Но я осталась там, где стояла, нас по-прежнему разделяла стойка. Я боялась даже ощутить его запах, такой знакомый. Я уже начинала торговаться с той давно ушедшей девочкой. Не секс, умоляла она, а только поцелуй. Но я твёрдо отказала ей. У предательства нет меры, нет черты, которую можно переступить. Если я его поцелую, подумала я, буду ничем не лучше Тейт Бонакко.
— Почему ты спросила про Энджи? Ты явно её знаешь, — спросил он, чтобы сменить тему. Он хотел помочь мне вновь стать порядочной, и это тоже очень привлекало.
— Сложный вопрос, — ответила я. Поставила возле раковины кружку с кофе, которого мне не хотелось. — Через полчаса мне нужно быть дома, и мне очень жаль, но у меня нет времени объяснять, хотя я, конечно, должна. В это утро всё пошло не так. Я даже услышала, как ты просишь у меня прощения — ну не безумие ли. Ты даже не представляешь, как важно для меня было вернуться сюда, увидеть, что ты меня уже простил.
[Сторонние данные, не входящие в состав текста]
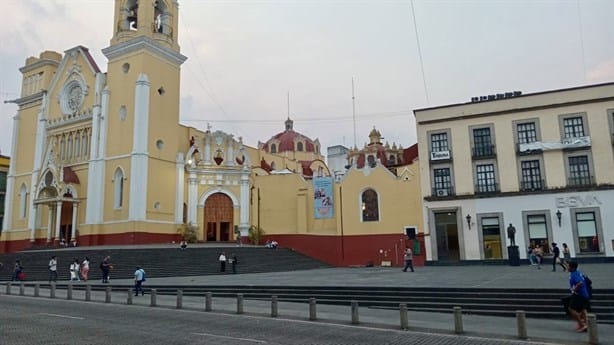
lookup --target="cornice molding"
[102,36,188,65]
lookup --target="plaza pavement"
[94,261,614,345]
Но теперь я должна извиниться.
Его лицо приняло встревоженное выражение.
— Бред какой-то. За что?
За очень многое, и он об этом знал. Я нахмурилась.
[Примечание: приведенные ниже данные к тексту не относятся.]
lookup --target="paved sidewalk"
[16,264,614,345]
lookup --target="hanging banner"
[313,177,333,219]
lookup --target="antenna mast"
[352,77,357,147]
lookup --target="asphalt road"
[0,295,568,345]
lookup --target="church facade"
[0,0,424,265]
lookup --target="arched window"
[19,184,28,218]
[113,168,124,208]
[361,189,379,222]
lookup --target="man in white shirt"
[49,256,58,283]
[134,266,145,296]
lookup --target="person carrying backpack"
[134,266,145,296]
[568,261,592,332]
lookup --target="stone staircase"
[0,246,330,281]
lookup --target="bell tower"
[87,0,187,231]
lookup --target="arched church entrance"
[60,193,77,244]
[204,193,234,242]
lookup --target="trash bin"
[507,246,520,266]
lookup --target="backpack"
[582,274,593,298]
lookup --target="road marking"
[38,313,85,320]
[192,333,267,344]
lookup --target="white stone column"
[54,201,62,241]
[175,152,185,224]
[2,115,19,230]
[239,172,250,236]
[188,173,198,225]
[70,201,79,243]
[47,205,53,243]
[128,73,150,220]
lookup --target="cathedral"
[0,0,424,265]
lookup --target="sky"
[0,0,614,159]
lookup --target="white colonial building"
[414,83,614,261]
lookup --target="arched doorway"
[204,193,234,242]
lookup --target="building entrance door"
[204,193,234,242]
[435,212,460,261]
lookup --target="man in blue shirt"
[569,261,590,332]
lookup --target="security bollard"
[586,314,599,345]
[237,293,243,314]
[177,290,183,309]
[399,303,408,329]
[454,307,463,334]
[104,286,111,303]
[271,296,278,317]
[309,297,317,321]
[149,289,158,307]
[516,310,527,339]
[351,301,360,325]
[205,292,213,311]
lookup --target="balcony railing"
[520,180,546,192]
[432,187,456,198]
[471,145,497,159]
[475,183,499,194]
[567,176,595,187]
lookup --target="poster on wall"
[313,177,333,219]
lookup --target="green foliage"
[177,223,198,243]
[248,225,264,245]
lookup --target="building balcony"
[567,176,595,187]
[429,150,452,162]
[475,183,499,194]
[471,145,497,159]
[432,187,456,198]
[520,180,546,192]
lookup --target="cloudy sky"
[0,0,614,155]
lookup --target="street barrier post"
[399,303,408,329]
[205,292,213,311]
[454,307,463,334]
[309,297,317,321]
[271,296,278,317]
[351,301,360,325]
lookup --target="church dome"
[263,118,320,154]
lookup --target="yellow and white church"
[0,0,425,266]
— За то, что ничего не сказала. Что позволила копам повесить вину на тебя. Молчала в тряпочку, и ты потерял три года жизни.
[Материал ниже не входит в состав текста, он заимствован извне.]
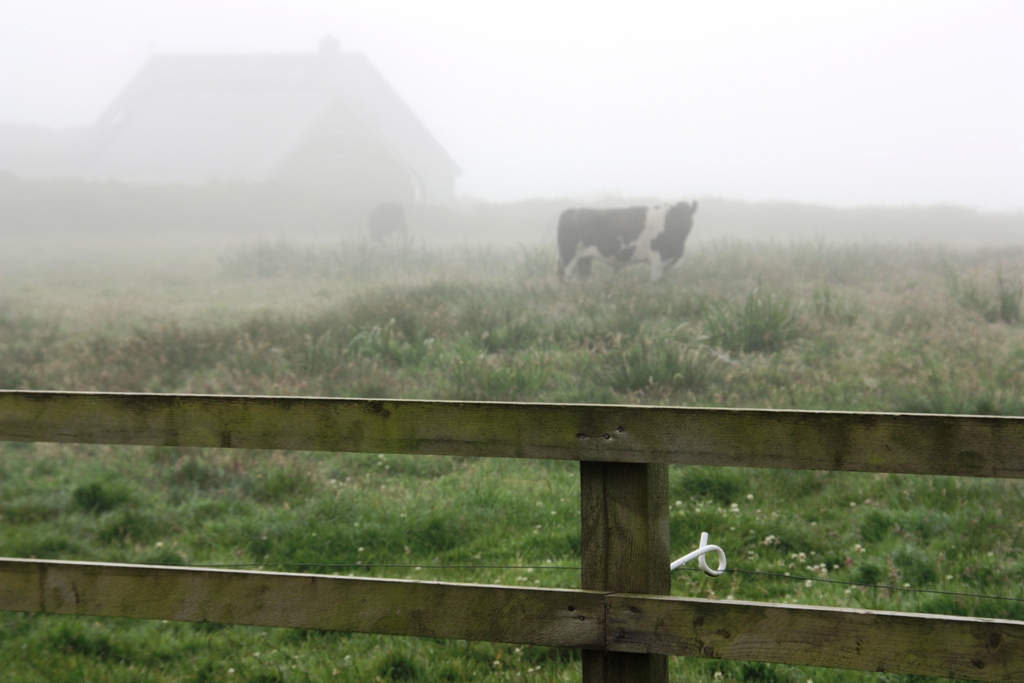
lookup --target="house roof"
[86,43,460,182]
Тиг лениво отмахнулся от моих слов, будто они ничего не значили.
— А что ты могла сказать? Ну-ка, какие слова могли мне помочь?
Неужели он вновь лицемерил? Раньше это было ему не свойственно. Но, может быть, он просто хотел услышать эти слова. Их услышала Ру и обратила против меня. Они стали жестоким оружием в её руках. Большего вреда принести они уже не могли, и я должна была сказать их Тигу. Больше, чем кому-то другому. Я посмотрела ему в глаза.
— Я должна была сказать им, что была за рулём.
Он рассмеялся. Громко, удивлённо. Пожал плечами, развёл руками.
— Но ведь ты не была за рулём, — сказал он и увидел моё выражение лица. — Ты же это знаешь, Эми, правда? За рулём была не ты. А я.
Глава 10
То, что он запомнил, то, что осталось с ним навсегда — эпизод на железнодорожных путях. По дороге к развилке я вела машину так осторожно, что он начал меня дразнить. Чо так кисло, Смиффи? На обратном пути, несясь к злополучной дороге, на которой мы столкнулись с миссис Шипли, мы ехали уже совсем с другой скоростью.
Подпрыгивать на путях было его фишкой. Он вечно подпрыгивал. Поэтому и решил, что машину вёл он.
Он никогда не задавался этим вопросом, хотя не помнил, как держался за руль, как давил на газ. Его последнее ясное воспоминание было о том, как он меня поцеловал. Мы выпили ещё вина, ещё покурили — мы и без того уже были не в себе. Прогулка до машины осталась в нашей памяти как слайд-шоу, а сама поездка — как чёрная дыра с яркой вспышкой на середине пути. Следующий кадр, который он вспомнил — как, рыдая, стоит на четвереньках у разбитой машины.
— Ключи были у меня, — настаивала я. Мы уже добрались до этого момента. — Я села за руль.
— Но ты же не помнишь, как вела машину, — сказал он почти с вызовом.
— И ты тоже, — парировала я, и он рассмеялся нервным, лающим смехом.
— Ты никогда не прыгала на путях, — повторил он, запустил руки в волосы. — Если бы ты была за рулём, я бы это запомнил, разве нет?
— Нет, — сказала я. — Люди часто не могут вспомнить аварию. Это травматичный опыт, мозг может его заблокировать, к тому же мы были пьяны и накурены. Давай исходить из того, что мы помним. У меня были ключи, я села за руль. Я помню, как машина прыгала, но больше ничего.
Он покрутился на стуле, вновь повернулся ко мне, сложил руки домиком. Грустно, измученно улыбнулся.
— Я понимаю, ты в это веришь. Но всё-таки не сомневаюсь — это был я. Я знал, это был я, даже когда сказал копам, что это была ты. Потому что адвокат без конца повторял, что меня привлекут к ответственности как взрослого. Мама до смерти испугалась и сказала, что тебя твои богатые предки вытащат из дерьма, а я в нём по уши увязну. И я струсил. Сделал, как они хотели, и адвокат воспользовался этим, чтобы максимально смягчить приговор. Господи, мне почти так же стыдно, как если бы…
— Тиг! — перебила я. — Мы были всего лишь детьми. Нам было так страшно, так стыдно…
— Мы оба обманули копов. Оба думали, что это сделали мы, и обвинили друг друга, — пробормотал он спокойно, беззлобно. Даже расслабленно. — Как в том рассказе О’Генри. Когда она продала волосы, чтобы купить ему цепочку для часов, а он продал часы, чтобы купить ей гребни для волос.